The craving for that sound is clearly growing. The soundtrack for O Brother, Where Art Thou?, full of bluegrass and mountain tunes, was Amazon's top seller of 2001 and is still in the upper half of Billboard's charts. Attendance at the country's 500 bluegrass festivals is higher than it's been in years. And Deering Banjo, the largest banjo maker in North America, says it has nearly sold out its inventory through May 2002. "People are returning to family values," explains a Deering spokesperson.

The time has come, it seems, for us all to learn the banjo. Which is what drove me to a weeklong workshop run by Dwight Diller, a master player and itinerant Mennonite minister out of West Virginia. For the past year I've been trying my hand at clawhammer banjo--a way of playing that basically involves striking the strings with an open fist; it predates bluegrass' syncopated, three-finger style.

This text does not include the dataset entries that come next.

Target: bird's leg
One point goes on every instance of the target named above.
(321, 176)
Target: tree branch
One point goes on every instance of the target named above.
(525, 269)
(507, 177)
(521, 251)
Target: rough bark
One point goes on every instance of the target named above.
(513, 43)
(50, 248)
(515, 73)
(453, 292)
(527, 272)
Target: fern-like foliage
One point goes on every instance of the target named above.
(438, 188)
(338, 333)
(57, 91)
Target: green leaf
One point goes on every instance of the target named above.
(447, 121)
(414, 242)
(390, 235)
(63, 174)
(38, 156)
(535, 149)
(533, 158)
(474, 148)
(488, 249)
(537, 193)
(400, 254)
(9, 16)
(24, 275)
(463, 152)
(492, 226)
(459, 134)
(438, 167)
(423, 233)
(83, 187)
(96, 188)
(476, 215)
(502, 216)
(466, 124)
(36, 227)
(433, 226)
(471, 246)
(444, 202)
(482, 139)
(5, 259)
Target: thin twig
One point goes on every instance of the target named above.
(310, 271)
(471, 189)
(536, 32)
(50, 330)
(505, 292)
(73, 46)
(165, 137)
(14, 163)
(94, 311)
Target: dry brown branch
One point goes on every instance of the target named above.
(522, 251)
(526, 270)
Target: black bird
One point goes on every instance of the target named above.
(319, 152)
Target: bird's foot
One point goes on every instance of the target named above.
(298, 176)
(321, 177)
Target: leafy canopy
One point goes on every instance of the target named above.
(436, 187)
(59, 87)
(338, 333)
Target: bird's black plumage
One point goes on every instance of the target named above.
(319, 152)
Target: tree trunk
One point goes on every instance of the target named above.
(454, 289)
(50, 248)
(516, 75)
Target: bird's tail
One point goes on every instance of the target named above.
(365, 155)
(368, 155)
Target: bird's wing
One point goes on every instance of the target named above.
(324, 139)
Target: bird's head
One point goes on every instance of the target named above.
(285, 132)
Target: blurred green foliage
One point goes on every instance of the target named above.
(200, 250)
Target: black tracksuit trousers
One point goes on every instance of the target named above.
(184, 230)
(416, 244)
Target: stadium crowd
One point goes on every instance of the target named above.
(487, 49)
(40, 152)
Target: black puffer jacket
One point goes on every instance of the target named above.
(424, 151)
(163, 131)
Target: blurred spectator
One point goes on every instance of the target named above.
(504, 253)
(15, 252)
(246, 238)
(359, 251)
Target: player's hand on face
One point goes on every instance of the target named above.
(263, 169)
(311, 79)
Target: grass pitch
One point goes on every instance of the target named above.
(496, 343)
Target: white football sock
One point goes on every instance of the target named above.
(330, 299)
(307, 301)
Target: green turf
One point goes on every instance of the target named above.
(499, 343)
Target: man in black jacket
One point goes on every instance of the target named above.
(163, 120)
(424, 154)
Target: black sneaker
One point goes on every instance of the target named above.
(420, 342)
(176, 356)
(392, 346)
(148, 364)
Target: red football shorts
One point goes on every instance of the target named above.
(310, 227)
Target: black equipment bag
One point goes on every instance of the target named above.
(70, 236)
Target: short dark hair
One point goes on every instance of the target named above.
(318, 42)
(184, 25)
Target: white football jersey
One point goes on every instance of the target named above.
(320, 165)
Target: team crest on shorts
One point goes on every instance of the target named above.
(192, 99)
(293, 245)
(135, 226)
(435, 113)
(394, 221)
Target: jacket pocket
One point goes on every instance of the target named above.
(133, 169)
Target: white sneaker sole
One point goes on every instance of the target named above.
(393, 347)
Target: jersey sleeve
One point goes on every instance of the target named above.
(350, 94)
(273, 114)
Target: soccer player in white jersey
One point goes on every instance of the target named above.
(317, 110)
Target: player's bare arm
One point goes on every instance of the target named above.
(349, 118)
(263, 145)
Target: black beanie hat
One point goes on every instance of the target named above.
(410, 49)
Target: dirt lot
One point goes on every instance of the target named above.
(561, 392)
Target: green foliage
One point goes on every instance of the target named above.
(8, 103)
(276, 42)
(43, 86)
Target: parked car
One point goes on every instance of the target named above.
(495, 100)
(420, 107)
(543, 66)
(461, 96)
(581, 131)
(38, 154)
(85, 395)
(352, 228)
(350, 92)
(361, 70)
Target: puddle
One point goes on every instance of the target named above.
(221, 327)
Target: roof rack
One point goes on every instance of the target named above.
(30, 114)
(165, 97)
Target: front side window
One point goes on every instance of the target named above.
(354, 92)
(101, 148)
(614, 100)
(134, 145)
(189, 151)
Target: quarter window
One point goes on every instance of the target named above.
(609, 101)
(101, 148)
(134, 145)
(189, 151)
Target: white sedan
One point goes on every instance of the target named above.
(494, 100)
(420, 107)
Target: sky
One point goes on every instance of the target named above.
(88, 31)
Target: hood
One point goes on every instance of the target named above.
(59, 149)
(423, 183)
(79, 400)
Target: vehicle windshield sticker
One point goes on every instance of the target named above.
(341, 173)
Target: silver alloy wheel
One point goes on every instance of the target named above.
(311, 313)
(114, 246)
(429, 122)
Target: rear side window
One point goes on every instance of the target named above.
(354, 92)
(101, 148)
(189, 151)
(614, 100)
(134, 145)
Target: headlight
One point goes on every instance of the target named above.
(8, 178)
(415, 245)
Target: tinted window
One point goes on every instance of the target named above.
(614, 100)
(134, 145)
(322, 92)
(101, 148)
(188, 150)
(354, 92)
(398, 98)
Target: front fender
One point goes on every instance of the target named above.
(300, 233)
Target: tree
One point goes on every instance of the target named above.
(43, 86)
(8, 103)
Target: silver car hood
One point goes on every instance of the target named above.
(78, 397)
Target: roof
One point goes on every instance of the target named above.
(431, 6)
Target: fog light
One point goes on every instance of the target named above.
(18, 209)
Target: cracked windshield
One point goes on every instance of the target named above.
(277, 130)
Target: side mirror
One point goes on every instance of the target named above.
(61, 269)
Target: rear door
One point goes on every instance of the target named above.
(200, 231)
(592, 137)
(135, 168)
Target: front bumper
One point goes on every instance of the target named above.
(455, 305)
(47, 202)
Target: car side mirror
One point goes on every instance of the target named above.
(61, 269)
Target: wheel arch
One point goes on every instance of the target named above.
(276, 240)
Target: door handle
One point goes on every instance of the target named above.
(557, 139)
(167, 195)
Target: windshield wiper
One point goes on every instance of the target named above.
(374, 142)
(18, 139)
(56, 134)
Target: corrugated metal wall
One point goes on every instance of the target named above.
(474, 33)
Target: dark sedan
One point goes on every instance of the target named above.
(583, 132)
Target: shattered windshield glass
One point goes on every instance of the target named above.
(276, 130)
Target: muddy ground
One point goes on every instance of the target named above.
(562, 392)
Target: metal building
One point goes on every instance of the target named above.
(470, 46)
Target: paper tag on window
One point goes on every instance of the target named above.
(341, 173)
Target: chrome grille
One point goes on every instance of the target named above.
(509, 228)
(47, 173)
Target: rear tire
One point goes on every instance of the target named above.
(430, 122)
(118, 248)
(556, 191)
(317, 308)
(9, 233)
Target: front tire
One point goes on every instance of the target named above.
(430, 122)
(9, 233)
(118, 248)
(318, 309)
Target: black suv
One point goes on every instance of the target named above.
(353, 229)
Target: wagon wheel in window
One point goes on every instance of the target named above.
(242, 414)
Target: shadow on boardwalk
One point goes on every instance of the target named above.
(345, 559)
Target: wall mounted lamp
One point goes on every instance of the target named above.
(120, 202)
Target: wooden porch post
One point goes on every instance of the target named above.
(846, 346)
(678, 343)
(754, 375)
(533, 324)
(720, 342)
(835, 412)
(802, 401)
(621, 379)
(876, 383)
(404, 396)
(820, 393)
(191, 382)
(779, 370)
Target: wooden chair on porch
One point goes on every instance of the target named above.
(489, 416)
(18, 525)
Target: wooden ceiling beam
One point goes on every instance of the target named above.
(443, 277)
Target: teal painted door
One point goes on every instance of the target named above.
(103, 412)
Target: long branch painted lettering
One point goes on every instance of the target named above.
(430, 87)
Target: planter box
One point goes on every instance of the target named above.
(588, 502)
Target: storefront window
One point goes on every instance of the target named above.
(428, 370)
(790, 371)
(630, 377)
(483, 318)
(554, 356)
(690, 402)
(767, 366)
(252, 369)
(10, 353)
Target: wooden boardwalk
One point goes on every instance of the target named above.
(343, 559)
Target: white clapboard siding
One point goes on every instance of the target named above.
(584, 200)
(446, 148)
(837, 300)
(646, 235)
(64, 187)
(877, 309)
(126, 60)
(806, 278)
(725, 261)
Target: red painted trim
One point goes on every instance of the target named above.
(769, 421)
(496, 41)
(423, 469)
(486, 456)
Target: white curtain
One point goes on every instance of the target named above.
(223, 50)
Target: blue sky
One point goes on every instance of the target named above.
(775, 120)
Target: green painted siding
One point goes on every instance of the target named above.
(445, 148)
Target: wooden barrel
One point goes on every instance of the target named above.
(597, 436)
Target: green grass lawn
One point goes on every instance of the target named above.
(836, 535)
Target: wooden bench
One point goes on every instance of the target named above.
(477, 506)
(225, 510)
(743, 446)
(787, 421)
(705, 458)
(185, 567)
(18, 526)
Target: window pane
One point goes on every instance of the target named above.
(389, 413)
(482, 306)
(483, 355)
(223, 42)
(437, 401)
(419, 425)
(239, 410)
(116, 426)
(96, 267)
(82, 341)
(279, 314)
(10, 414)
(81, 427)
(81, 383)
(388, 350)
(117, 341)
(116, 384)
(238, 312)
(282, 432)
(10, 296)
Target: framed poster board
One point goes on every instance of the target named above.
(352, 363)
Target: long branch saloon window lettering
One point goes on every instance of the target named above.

Diller, a small man who comes across as much larger, is at the top of the clawhammer field. He speaks slowly, with pauses so pregnant they extend into the fifth or sixth trimester. There were four of us at the retreat, at a house once owned by Diller's mother near tiny Marlinton, W.Va. The other students were a Toronto dietitian, a retired social worker from outside Pittsburgh, and a radiologist from a town near Melbourne, Australia.

The first night, Diller laid out for us the bizarre quilt--as he saw it--of old-time music, the music descended from the original Scotch-Irish settlers of Appalachia, which eventually took on jazz and blues influences to create bluegrass. Wholesome and pure? The old-time world was riven with intrigue and paranoia. "You go to the festivals or read the glossy music magazines, and you won't see any West Virginians in there," Diller explained. "The powers that be won't let me play my music."

He traced the problem to the folk-revival 1960s, when outsiders came into the state, learned the tunes from the old locals, then pushed them out--colonization by fiddle. Now that the outsiders were "in," believed Diller, they were introducing all sorts of foreign influences: music from Kentucky, Virginia--even North Carolina!

Around midnight, Diller asked me whether I was a sound sleeper. I told him yes. He said we'd be sharing a room--him on a mattress on the floor, me in a bed a foot away.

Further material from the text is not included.